El club de la pelea (Fight Club) golpea con saña en
las heridas de una generación que ha llegado al colmo del aburrimiento y del
desinterés hacia un estado de cosas inamovible, hacia un universo regido por
fiebres consumistas producidas por la anorexia que sufre la mente humana ante
un diseño, manipulado casi maquinalmente, de modos de vida. Tyler Durden, el
antihéroe protagonista del filme (encarnado por un Brad Pitt metido en el mejor
personaje de su trayectoria hasta aquí), es por asociación un componente
portador del espíritu misfit salido de la garganta de la contracultura americana.
Resulta un botón de muestra de hordas generacionales de desadaptados sociales
que viene a ser una prolongación del
aliento maverick ya apreciado en aquellas primigenias películas de
cuerienchaquetados de los años cincuenta y luego reafirmaban en su viaje
sicodélico por las carreteras de la Unión Dennis Hopper y Peter Fonda en la
antonomásica de los ´60, Easy Rider.
La película de David Fincher cuenta con un
indeclinable magnetismo visual y una historia sugestiva, sugerente e
inquietante.
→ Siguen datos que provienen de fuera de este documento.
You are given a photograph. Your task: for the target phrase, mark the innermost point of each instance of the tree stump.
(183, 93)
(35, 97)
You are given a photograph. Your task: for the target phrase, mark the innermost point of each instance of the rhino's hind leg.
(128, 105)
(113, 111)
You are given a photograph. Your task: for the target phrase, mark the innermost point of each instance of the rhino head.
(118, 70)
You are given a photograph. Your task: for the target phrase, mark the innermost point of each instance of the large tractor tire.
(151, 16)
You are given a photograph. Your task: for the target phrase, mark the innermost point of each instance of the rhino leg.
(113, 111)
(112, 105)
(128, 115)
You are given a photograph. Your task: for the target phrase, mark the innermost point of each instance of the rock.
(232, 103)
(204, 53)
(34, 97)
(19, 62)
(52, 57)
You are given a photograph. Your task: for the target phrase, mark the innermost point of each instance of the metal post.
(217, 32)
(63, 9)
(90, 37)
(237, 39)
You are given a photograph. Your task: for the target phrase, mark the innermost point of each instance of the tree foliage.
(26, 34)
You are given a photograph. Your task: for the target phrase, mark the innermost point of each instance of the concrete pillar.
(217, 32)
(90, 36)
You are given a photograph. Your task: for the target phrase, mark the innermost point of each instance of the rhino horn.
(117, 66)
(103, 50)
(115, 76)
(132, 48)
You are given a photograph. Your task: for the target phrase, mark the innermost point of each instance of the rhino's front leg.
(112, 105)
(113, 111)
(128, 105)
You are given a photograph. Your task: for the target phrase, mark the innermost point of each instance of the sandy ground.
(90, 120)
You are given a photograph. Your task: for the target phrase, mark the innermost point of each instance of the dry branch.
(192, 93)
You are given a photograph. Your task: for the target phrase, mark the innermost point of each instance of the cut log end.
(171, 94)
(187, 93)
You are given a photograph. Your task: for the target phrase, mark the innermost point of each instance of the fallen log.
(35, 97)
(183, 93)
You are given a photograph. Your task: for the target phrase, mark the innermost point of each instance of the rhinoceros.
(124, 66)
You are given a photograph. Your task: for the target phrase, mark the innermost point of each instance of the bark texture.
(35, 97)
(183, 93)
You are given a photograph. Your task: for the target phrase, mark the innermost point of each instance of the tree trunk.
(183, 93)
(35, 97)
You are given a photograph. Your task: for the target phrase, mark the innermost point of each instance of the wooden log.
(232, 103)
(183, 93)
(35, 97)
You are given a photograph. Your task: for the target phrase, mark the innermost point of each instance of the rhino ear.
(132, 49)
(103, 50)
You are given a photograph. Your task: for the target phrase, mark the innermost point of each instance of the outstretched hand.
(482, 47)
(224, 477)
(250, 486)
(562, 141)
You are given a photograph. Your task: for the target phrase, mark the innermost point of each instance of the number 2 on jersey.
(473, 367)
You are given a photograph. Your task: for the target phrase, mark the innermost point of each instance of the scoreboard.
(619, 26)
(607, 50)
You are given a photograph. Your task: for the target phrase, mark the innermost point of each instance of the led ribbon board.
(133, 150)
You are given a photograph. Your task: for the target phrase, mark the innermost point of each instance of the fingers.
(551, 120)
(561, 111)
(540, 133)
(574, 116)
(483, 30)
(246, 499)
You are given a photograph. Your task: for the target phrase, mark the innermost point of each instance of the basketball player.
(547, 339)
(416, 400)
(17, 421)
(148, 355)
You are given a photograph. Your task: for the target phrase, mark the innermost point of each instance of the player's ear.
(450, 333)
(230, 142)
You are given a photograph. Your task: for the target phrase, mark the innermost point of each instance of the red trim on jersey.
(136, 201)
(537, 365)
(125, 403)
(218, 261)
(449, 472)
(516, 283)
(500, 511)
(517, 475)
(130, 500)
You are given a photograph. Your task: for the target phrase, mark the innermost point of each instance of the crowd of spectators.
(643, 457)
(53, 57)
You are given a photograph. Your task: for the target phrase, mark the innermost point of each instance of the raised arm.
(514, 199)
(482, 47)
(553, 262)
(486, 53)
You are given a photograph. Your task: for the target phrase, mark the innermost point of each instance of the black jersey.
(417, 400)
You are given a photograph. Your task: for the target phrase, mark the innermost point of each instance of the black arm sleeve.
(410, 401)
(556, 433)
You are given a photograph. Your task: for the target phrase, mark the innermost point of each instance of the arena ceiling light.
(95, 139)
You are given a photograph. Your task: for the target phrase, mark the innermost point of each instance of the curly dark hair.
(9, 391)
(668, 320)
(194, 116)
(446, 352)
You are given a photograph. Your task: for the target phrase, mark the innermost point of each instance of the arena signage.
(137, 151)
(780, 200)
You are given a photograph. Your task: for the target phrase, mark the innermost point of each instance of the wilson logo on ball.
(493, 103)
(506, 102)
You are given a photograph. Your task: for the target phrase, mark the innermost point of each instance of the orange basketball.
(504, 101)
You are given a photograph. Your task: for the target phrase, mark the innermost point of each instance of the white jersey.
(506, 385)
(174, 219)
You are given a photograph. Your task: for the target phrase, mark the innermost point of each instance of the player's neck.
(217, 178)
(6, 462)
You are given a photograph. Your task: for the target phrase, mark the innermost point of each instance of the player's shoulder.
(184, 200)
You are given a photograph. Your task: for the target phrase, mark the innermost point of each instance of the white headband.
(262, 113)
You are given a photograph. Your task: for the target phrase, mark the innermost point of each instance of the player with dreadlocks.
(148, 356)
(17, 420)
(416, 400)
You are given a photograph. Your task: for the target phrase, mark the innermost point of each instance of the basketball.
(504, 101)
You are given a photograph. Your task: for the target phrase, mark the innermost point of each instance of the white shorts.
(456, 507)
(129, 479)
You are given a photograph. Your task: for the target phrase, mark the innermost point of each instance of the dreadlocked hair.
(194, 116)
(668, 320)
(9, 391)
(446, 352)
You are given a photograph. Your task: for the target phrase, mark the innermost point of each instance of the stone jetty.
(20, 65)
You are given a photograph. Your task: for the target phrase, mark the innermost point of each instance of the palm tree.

Sus propuestas conceptuales quizá le hagan ascos a muchos, como en
su día sucediera con Crash, de Croneberg; o Asesinos natos, de
Stone. Aunque parezca una perugrollada
olímpica recordarlo, por lo que se cuenta en la historia de un filme, por muy
cuestionable que sea; o por el
pensamiento y acción de un personaje, por muy negativo que sea, no debe
valorarse ni la magnitud artística de una película ni, necesariamente, la
plataforma ideológica de sus realizadores. No creo que en esa obra de arte
llamada Herida, del maestro Louis Malle, sus trece coitos -como tuvo a
bien contarlos cierta vez en estos lares una recatada señora- la hagan
pornográfica, como tampoco pienso, con el perdón de Coppola quien así la vio
presidiendo un Cannes, que la increíble Crash sea pornografía
intelectual, pese a que lo en ella hacía la rubia canadiense Deborah Karah
Unger y toda aquella fauna automovilística indujera a creyerlo. Porque Brad
Pitt y su amigo Edward Norton
desarrollen esa singular estrategia de destrucción contra consumo, no podemos
pensar que Figth Club alienta a ello.
Se trata de la observación (y no análisis),
porque la película no intenta analizar nada y ello la hace más subyugante, de
modelos de conducta irracionales de seres zambullidos en océanos de
irracionalidad, quienes por salida no tienen más que el ataque. Se trata de un
peculiar experimento cinemático con los impulsos humanos, semiinexplorado y
atractivísimo campo. Se trata de un seguimiento imparcial del absurdo y lo
absurdo, con intérpretes cuya alta temperatura actoral nos hace imbuirnos de la
fiebre del filme, de ese delirium tremens que es El club de la pelea
todo.
Con el filme, empero, se recuerda lo que les
sucedió a los maestros Robert Altman y Terry Gilliam, quienes tenían en sus
manos dos películas de smoking y el guión les dejó en calzoncillos sus Pret-a-porter
y Miedo y asco en Las Vegas. A El club de la pelea la mata el
guión, cuyo nudo y desenlace le mete un virus a una prometedora primera hora
del filme, trastocándola de arriba abajo, y dejando en poder absoluto de su
trío protagónico (donde falta por mencionar a ese maravillosa camaleona inglesa
nombrada Helena Bonhan-Carter, que por otro lado, inocula un venenillo sensual
muy refocilante) y de ciertas escenas de garra los destinos dramáticos de una
obra rara, atípica, que la crítica americana (tenía que ser) hizo trizas en su
momento, pero que bien vista, no está muy lejos de parecerse a eso que quienes
tienen buena vista cinematográfica llaman "una película de mucha
personalidad". Mal que les pese a
quienes les pareció más un insulto.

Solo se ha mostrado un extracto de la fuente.